The Med City Mafia is constantly adding new members and has even had to break into two teams under one league to utilize all the women.
Bria Carr is one of the newest members of the Med City Mafia. She first experienced roller derby years before joining.
"It was just this really cool, sort of, strong women being awesome and I was like, 'I want to do that! I want to be that person!'," said Bria.
This March Bria began working on joining the Med City Mafia by becoming a new recruit.
Her roller derby name is Britzkrieg.
“I always feel powerful," said Bria. "I always feel like I can walk out those doors and just like walk down the street and no one's going to mess with me because I'm awesome and it's like it's a very empowering kind of feeling.”
Roller derby is played by two teams of five members.
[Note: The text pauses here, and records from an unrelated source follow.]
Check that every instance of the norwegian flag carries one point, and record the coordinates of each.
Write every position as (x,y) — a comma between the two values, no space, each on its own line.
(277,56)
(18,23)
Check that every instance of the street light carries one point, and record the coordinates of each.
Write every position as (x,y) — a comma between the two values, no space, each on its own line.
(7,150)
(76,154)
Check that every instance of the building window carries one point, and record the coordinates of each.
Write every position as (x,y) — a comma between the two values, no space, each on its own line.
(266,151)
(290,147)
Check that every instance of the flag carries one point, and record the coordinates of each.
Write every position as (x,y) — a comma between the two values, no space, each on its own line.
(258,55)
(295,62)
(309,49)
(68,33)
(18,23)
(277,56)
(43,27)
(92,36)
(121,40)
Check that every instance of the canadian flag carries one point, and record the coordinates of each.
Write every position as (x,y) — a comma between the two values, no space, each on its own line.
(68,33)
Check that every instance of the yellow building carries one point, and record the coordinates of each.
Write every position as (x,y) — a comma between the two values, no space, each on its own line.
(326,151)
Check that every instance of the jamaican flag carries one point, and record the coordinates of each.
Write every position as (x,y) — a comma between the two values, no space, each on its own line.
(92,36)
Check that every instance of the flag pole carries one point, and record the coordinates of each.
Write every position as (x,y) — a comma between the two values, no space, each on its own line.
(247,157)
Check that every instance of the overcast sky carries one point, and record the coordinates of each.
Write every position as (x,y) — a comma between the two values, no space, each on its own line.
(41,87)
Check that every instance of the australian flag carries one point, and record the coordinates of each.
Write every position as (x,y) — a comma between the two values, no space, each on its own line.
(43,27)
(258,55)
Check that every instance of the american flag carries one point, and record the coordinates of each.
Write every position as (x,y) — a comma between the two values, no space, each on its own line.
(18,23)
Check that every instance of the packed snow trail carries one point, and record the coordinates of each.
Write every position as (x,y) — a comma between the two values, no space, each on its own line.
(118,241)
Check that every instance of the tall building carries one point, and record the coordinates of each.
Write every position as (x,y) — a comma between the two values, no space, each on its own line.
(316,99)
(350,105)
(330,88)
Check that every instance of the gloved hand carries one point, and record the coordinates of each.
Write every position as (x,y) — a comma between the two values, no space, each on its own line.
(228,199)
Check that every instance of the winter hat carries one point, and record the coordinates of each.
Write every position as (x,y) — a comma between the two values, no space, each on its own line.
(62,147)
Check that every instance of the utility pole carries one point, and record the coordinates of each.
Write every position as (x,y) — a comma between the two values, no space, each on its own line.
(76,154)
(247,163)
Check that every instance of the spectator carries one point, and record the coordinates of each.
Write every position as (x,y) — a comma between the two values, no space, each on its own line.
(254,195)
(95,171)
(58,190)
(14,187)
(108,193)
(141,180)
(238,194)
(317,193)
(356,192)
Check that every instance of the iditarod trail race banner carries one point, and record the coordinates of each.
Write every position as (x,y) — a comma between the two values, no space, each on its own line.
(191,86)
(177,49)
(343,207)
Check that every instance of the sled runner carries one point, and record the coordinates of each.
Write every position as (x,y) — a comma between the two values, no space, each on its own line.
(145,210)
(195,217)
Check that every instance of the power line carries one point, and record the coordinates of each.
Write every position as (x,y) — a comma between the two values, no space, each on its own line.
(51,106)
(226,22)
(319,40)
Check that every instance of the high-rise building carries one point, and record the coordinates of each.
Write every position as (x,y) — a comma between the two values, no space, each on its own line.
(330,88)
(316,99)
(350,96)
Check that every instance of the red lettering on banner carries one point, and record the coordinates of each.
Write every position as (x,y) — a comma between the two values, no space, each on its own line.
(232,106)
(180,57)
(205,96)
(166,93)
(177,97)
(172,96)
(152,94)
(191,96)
Game play consists of a series of short match ups, called jams, in which both teams designate a scoring player, the jammer, who scores points by lapping members of the opposing team. The teams assist their own jammer while trying to stop the opposing jammer. Essentially, players are playing both offense and defense simultaneously.
But outside of Roller Derby Bria, and most of the other girls on the team, are just like us, they work a normal day job. Bria works at Creating Ability in Chatfield, a company that makes kayaks for people with disabilities.
"I'm officially the sidekick at creating ability," said Bria. "I'm the jack of all trades, master of none. I answer the phone, I do invoices, I do shipping, I travel the country in the summer and go to events. I work on the beach. We get people in kayaks. I sweep, sometimes, when dad makes me."
Bria works with her father who is hesitant about supporting her decision to get involved in Roller Derby.
“It's a complete mix of emotions," said Bria's father, Kevin Carr. "There's a part of me that loves seeing her get involved especially in a sport where you've got some camaraderie and people are all in it for the same reason. There's a little terror as a father, because I don't care how much the sport has changed the floor is still very hard and when you're moving at speed I get concerned that she'll come in one morning on crutches and I'll just have to not say I told you so but go 'oh, I'm so sorry, I hope you're okay.' I'm nervous about it.”
Bria has trained for about 6 months without ever being in a bout, it takes most people about that long to complete their training.
“Bria is amazing," said Bria's coach, Mackenzie Rohe. "As you can tell she's an amazon, very tall, very strong athlete which is always a good thing! She came in with not that much confidence but you can see she's really blossomed since then.”
Bria is preparing to start in her first bout against Mason City's River City Dames Of Anarchy.
“My first bout?," said Bria. "Are my allowed to say having it over? Having the stress of that over. I think it would be really cool, I hope this doesn't sound egocentric, it would be really cool to hear someone yell my name.”
But before she'll hear someone yell her name she's going to need to make sure her mental game is strong.
“The hardest part mentally for me so far is remembering that I can do more than I think I can," said Bria. "Skating is not something I've done before this. It's tricky because you learn things a step at a time and you just have to keep convincing yourself, I can do this. It feels like I shouldn't be able to throw my body in the air, turn around and land it. But I can. It feels like that 200 pound girl coming at me full speed hits me I'm going to die, but you're not. So it's just this very interesting line between understanding you are that strong and you will be stronger.”
Bria recently had the chance to participate in her first bout. The team didn't win but did have fun.